Watched the movie Fat Man starring Mel Gibson this weekend.

Plot: Mel is Santa Claus portrayed in a real life way. A bratty mobsters kid gets coal for Christmas and puts a hit on Ol' St. Nick. In the meantime Santa is trying to keep the "business" afloat as people's goodness has waned in recent years. Santa is forced to partner with the military to have his elves build parts for aircraft. 

Review: It was good. Sorta of a dark comedy. Although the premise sounds ridiculous they actually pulled it off without it being goofy. And who doesn't want to see Santa kick a little ass! Definitely not a kids movie. If you want to get away from the political nonsense for a little while and enjoy so mindless fun it's worth the watch.

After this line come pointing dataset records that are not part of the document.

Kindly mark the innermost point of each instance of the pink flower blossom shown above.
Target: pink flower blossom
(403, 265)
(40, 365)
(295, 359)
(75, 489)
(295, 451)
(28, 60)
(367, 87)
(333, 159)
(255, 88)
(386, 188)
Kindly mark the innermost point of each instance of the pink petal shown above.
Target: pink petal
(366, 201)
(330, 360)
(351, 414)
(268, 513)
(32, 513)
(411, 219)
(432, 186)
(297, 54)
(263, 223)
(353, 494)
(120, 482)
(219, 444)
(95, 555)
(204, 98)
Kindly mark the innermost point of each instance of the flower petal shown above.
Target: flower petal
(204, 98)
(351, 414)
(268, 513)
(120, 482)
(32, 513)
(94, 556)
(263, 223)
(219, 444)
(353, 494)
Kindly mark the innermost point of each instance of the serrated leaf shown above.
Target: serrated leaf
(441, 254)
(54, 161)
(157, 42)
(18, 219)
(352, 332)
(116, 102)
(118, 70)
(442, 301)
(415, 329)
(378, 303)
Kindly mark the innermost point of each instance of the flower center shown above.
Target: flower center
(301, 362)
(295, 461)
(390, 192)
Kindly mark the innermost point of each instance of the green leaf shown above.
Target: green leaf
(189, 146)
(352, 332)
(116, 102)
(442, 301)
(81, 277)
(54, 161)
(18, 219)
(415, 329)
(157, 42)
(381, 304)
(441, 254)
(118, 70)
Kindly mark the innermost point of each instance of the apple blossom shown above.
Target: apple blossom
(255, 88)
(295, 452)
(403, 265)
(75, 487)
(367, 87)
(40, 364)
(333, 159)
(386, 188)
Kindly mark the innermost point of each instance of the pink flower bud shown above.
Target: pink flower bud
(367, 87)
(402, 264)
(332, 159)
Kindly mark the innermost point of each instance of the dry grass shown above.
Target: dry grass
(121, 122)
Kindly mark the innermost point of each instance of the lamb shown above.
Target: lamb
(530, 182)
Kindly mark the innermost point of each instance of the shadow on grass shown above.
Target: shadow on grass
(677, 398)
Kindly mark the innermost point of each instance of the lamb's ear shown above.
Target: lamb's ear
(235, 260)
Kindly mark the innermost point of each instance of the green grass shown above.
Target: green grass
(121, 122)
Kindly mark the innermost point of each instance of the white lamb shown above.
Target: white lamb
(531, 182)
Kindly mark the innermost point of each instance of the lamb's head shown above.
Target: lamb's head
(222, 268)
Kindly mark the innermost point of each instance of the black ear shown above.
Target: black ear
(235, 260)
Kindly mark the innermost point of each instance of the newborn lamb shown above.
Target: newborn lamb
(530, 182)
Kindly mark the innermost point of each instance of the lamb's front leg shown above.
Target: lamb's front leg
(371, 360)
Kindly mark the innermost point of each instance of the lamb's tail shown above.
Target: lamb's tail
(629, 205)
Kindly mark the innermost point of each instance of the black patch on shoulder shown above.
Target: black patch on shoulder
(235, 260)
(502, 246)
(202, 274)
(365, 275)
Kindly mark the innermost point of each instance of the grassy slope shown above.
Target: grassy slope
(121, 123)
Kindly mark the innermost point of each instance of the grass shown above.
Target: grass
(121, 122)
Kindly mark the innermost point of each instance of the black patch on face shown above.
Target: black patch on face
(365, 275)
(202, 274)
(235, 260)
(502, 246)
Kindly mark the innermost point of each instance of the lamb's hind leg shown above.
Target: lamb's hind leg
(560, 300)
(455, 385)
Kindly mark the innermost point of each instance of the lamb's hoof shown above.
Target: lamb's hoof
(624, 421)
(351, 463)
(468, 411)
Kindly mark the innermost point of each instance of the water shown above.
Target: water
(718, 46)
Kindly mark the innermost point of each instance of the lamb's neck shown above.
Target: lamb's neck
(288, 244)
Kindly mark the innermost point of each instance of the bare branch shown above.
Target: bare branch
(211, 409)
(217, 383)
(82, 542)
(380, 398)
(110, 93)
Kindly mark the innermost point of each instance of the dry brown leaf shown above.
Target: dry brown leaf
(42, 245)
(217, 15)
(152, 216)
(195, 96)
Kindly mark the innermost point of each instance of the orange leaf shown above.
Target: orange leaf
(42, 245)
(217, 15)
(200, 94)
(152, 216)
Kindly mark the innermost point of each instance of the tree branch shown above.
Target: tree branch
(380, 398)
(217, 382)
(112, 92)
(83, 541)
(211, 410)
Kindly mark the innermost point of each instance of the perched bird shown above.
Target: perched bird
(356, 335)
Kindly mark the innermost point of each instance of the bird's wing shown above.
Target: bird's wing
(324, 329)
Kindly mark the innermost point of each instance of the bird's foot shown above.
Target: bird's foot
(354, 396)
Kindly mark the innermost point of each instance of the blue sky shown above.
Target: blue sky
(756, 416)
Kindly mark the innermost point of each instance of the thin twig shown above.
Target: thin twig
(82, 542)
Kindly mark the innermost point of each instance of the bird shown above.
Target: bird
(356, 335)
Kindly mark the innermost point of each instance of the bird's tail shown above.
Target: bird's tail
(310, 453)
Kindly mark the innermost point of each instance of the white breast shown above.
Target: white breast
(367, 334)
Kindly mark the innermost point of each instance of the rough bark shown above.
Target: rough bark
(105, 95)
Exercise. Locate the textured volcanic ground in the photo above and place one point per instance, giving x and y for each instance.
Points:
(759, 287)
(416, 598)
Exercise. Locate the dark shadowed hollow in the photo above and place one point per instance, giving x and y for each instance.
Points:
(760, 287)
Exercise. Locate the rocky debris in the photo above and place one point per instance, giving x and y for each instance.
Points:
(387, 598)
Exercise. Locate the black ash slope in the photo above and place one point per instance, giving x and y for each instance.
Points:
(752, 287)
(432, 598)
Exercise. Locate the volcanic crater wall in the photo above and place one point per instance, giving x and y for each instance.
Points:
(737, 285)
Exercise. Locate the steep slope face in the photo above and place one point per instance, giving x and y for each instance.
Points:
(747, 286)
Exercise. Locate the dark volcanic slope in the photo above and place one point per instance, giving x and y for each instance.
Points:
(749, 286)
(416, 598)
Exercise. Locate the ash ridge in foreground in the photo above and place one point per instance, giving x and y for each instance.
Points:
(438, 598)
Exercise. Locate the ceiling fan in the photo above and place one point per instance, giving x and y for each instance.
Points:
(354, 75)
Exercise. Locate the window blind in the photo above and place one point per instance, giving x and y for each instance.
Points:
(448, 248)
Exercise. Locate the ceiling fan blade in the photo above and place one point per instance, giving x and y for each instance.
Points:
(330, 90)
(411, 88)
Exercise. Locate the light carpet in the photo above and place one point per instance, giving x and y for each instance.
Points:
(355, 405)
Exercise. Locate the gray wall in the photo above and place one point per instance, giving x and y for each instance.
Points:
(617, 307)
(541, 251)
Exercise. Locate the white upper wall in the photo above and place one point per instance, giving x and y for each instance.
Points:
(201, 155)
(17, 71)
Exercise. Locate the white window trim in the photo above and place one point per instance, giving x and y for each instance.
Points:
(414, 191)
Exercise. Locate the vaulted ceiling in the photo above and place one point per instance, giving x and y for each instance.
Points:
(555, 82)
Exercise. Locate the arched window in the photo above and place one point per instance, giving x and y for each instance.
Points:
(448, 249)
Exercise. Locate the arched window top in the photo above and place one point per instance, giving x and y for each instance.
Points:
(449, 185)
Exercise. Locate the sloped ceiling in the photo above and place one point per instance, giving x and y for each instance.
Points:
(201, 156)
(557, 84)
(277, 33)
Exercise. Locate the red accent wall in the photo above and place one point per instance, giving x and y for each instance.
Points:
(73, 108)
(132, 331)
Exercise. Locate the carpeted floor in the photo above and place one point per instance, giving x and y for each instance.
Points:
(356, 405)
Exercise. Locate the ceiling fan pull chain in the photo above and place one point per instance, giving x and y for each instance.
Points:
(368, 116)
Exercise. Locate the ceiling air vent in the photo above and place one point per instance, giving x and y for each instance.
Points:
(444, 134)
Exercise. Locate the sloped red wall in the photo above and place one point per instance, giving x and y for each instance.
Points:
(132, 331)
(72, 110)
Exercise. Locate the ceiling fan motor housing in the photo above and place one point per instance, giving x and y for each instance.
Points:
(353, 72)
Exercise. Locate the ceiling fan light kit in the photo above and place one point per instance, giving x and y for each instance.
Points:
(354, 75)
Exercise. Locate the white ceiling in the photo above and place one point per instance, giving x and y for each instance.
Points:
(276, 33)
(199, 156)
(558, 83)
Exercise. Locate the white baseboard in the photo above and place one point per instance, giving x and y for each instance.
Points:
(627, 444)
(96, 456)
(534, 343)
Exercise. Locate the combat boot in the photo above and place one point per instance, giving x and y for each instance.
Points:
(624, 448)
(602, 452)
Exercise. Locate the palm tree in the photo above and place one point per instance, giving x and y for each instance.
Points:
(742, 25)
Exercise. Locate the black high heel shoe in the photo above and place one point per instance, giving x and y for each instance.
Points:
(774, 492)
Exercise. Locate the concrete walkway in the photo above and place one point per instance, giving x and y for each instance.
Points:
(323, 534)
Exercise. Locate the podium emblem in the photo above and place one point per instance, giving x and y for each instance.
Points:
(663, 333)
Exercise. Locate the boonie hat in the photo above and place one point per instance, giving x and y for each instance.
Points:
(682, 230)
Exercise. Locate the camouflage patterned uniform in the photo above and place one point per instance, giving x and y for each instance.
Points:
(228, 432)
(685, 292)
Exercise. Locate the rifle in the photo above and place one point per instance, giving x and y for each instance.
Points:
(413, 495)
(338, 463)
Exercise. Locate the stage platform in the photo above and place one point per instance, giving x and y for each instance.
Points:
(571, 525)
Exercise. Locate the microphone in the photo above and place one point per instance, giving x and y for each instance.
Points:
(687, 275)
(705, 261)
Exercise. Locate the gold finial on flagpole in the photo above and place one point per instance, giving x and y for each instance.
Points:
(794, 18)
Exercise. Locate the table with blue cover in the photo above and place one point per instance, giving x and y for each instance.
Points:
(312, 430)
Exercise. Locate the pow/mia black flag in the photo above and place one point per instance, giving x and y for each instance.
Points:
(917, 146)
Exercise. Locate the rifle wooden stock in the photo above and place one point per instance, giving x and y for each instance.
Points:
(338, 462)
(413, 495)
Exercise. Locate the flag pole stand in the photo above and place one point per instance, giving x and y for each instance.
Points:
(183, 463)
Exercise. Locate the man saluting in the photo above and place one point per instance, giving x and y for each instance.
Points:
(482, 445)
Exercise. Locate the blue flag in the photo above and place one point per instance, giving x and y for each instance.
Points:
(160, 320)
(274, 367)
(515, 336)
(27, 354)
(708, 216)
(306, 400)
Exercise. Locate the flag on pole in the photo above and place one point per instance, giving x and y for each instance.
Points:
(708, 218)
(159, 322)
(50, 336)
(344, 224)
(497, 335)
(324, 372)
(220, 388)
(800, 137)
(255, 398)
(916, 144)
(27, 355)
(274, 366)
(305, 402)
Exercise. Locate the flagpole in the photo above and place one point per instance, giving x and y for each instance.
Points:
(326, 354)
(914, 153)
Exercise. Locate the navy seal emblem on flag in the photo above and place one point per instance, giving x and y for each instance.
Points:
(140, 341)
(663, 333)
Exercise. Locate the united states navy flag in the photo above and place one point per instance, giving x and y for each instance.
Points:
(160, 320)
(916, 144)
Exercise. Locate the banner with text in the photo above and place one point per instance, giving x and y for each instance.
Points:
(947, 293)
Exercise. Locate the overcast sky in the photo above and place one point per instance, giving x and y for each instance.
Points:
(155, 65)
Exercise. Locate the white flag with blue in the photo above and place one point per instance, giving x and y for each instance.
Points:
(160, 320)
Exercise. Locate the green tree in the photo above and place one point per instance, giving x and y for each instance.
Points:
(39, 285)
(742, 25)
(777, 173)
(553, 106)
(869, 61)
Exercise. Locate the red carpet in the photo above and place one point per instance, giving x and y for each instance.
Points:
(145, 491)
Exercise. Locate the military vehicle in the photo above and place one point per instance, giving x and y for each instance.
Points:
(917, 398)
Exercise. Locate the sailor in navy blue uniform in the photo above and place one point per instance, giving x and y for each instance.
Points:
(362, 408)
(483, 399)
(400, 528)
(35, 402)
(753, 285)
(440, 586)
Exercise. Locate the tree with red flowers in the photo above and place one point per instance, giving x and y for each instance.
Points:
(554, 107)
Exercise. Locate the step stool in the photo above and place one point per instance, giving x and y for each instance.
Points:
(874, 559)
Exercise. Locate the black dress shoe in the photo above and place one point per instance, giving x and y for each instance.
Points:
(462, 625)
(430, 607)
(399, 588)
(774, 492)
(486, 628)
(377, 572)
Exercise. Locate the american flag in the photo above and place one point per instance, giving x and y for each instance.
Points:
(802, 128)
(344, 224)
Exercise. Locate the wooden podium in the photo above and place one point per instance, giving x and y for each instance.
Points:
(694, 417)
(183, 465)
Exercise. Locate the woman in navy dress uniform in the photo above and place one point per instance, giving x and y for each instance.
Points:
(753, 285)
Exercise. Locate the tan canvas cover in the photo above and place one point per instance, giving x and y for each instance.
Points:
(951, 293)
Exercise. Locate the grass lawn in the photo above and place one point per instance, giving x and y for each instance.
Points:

Can be rented on VOD.

Sent from my SM-G950U using Tapatalk


----------



## stevekozak (Oct 4, 2015)

Oh, so not a thread about a particular member. :tango_face_grin: I got nothing to say about the film.


----------



## Kauboy (May 12, 2014)

How did I miss this?
Looks like something I'd get a kick out of.
Thanks for the recommendation!


----------



## Sasquatch (Dec 12, 2014)

Kauboy said:


> How did I miss this?
> Looks like something I'd get a kick out of.
> Thanks for the recommendation!


For $6.99 you cant go wrong. Prime VOD.

Sent from my SM-G950U using Tapatalk


----------